O’Bayes15: my tutorial

Valencia, Feb. 21Here are the slides I made for a short tutorial I will deliver this afternoon for the opening day of the International Workshop on Objective Bayes Methodology, O-Bayes15, held in the city of Valencià, so intricately linked with Bayesians and Bayesianism. The more so as we celebrating this time the career and life of our dear friend Susie. Celebrating with talks and stories, morning runs and afternoon drinks, laughs, tears, and more laughs, even though they cannot equate Susie’s unique and vibrant communicative laugh. I will remember how, at O’Bayes 13, Susie was the one who delivered this tutorial. And how, despite physical frailty and fatigue, she did with her usual energy and mental strength. And obviously again with laugh. I will also remember that the last time I visited Valencià, it was for Anabel Forte’s thesis defence, upon invitation from Susie, and that we had a terrific time, from discussing objective Bayes ideas to eating and drinking local goodies, to walking around the grandiose monuments just built (which presumably contributed to ruin the City of Valencià for quite a while!)

One Response to “O’Bayes15: my tutorial”

  1. drewancameron Says:

    One question I’ve been wondering about recently: supposing one is tempted to perform Bayesian model choice from uninformative, perhaps improper, priors using fractional Bayes factors, is there an adaptive design-based strategy for choosing the size of the training sample?

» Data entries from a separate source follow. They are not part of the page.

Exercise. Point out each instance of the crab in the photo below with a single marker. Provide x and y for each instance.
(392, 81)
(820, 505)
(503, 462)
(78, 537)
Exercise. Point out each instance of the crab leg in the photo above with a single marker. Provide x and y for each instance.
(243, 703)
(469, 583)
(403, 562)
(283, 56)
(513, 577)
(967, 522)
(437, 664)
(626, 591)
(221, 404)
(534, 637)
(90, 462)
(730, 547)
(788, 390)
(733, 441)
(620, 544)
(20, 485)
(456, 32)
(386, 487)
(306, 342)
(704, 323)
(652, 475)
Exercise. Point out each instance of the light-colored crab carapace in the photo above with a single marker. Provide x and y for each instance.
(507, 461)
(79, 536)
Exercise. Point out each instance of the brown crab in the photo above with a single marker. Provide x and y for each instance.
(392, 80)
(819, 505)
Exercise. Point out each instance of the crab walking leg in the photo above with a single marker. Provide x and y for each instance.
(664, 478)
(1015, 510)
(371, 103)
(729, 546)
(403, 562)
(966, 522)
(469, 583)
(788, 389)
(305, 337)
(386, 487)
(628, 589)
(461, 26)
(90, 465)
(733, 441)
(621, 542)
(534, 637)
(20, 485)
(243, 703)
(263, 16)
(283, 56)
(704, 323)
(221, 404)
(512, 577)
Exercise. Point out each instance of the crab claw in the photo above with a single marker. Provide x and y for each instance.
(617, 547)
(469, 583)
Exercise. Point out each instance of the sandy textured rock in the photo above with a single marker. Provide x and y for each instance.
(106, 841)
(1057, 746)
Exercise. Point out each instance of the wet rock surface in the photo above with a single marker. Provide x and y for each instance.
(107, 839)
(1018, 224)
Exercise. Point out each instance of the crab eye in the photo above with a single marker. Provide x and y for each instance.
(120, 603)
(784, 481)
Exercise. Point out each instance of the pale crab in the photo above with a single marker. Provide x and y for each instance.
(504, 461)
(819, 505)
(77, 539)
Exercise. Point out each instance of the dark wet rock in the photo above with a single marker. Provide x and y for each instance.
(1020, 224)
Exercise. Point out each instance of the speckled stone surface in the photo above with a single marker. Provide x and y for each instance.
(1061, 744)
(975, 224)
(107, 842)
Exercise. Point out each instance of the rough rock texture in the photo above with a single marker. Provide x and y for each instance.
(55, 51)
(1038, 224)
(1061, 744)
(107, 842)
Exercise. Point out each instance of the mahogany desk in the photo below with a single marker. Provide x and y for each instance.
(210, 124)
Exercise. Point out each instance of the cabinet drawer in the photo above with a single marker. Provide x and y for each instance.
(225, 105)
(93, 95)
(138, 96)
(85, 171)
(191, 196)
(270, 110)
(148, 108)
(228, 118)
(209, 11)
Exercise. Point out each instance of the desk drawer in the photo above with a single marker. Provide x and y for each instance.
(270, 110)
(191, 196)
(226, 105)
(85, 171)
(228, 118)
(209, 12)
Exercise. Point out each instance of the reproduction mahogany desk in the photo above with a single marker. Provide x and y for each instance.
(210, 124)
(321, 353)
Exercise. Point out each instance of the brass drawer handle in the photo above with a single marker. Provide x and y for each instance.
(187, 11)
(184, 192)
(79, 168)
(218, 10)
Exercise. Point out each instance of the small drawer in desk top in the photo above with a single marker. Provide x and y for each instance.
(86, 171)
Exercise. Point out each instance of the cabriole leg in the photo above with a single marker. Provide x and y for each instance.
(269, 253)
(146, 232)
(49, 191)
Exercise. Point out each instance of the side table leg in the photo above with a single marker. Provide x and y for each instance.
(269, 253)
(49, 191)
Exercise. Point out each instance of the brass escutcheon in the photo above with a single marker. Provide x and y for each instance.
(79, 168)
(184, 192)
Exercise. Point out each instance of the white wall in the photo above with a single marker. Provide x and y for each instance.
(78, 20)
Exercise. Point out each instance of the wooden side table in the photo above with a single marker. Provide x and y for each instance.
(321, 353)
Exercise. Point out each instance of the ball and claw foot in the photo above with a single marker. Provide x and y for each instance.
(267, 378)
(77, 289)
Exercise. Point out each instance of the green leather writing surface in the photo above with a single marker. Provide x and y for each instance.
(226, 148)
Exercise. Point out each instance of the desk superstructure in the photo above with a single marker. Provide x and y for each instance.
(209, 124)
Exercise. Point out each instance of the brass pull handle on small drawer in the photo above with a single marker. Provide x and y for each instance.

    I understand that a lot of past work has focussed on minimal training samples (e.g. intrinsic Bayes factors), but I would guess that one might be able to make an more strategic decision by starting with a minimal training sample and then progressively adding to the size of the training sample until some kind of utility function tells you, “well, we’ve learnt enough about the parameters of the competing models, it’s now a good idea to go ahead and compute Bayes factors with the remainder of the data”?